I break bad news every day. "You have cataracts." AMD, a hemorrhage in the eye, disk swelling, possibility of glaucoma, etc... I just tell them. Sometimes if you're TOO empathetic it makes the patient even more anxious. It's a thin line that takes practice.

Cataracts are easy. They always ask "how long will it be until they need to be removed" and so I include that time in the break the news part. "You have mild cataracts and it will take about 20 years until they need to be addressed." Easy. Then answer questions.
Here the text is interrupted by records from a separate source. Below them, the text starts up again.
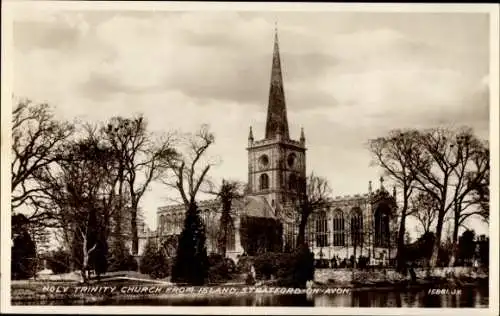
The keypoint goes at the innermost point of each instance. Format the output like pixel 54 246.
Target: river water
pixel 469 296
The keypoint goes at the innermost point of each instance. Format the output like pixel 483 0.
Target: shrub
pixel 154 262
pixel 121 260
pixel 299 268
pixel 59 261
pixel 23 257
pixel 363 262
pixel 291 269
pixel 191 262
pixel 244 264
pixel 220 269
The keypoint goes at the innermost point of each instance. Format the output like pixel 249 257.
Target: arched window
pixel 338 228
pixel 162 225
pixel 178 223
pixel 292 182
pixel 231 238
pixel 321 230
pixel 290 236
pixel 167 224
pixel 382 226
pixel 264 182
pixel 357 227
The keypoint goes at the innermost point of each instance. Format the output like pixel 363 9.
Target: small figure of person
pixel 251 276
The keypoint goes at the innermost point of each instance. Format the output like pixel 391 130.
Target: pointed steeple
pixel 250 137
pixel 302 136
pixel 277 122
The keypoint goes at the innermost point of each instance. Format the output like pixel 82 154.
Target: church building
pixel 348 227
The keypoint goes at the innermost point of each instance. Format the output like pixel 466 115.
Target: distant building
pixel 361 224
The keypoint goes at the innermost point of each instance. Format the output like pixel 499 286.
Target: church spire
pixel 277 123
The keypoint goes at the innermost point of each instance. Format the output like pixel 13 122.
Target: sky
pixel 348 77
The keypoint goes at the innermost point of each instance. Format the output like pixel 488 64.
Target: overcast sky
pixel 348 77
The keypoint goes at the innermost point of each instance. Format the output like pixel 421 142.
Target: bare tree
pixel 83 193
pixel 424 209
pixel 227 193
pixel 445 175
pixel 138 157
pixel 191 167
pixel 190 170
pixel 397 155
pixel 314 194
pixel 37 139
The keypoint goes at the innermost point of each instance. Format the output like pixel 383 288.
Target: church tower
pixel 277 163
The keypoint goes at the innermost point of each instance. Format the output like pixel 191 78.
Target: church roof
pixel 257 206
pixel 277 122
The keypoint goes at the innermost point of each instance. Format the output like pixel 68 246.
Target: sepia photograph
pixel 332 157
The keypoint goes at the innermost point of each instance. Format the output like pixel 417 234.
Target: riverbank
pixel 382 277
pixel 65 289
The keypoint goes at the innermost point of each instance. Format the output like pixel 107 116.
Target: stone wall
pixel 345 276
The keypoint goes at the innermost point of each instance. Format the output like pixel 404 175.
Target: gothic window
pixel 178 223
pixel 231 238
pixel 338 228
pixel 291 160
pixel 290 237
pixel 309 232
pixel 292 182
pixel 263 161
pixel 167 223
pixel 382 226
pixel 357 227
pixel 264 182
pixel 162 224
pixel 321 230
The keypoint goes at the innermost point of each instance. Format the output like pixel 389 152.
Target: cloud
pixel 348 76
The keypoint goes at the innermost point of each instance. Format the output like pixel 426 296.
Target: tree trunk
pixel 133 225
pixel 401 242
pixel 85 262
pixel 454 252
pixel 400 256
pixel 437 242
pixel 302 230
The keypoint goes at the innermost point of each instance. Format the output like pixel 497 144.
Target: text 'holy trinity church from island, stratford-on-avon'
pixel 360 225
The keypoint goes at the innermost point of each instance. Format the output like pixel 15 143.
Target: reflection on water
pixel 471 296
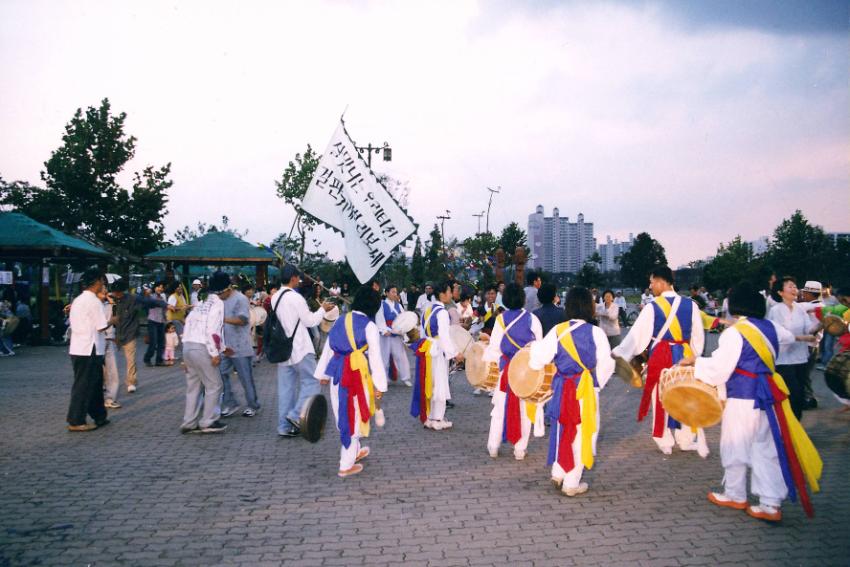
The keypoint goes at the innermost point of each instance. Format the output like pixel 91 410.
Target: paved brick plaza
pixel 140 493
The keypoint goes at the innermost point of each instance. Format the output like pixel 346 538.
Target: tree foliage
pixel 435 257
pixel 82 194
pixel 188 233
pixel 635 265
pixel 734 262
pixel 293 186
pixel 590 275
pixel 800 249
pixel 510 239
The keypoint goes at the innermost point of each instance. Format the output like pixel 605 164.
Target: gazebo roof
pixel 21 236
pixel 214 248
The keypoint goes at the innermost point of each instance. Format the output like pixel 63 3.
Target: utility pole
pixel 490 202
pixel 443 219
pixel 478 216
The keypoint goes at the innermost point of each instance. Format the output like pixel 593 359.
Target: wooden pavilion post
pixel 43 302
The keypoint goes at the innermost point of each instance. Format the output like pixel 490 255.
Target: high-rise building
pixel 611 250
pixel 558 245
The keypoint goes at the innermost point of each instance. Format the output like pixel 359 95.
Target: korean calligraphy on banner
pixel 345 195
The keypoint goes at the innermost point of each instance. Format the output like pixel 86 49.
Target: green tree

AMD is more scary. For mild cases I'll say, "You have some deposits called drusen which put you at-risk for developing macular degeneration." Then I give them vitamins, usually AREDS or Ocuvite 50+, given there's no medical or medicinal contraindication. You say, "The vitamins won't improve the vision but they will help keep the condition stable or from worsening. You will need to take them indefinitely." (But hey, everyone should be taking a supplement with our nutrient-poor American diet). Give them an Amsler grid, too.

If you think the patient has a brain tumor and you need to run a field, you say, "I want to run an additional test to see if there's anything behind the eye that I can't see that's interfering with the signal between the eye and the brain." The really smart ones will figure out you're looking for a tumor, aneurysm, lesion etc... and they'll ask more questions. The the rest of the patients will nod and then will schedule the field and let YOU figure it out.

Occasionally, I'll be able to map a visual field defect with confrontation fields and when the defect is deep enough to do that, the patient will KNOW there's something wrong. In those cases, you try to calm them down, take it one step at a time. Once, I sent a patient straight to the ER for an MRI because we didn't want to wait around for a referral from their PCP.

It's really rare for a patient to undergo a complete meltdown in the office and so you just go with the flow and break it to them as compassionately as possible, but also as truthfully as possible.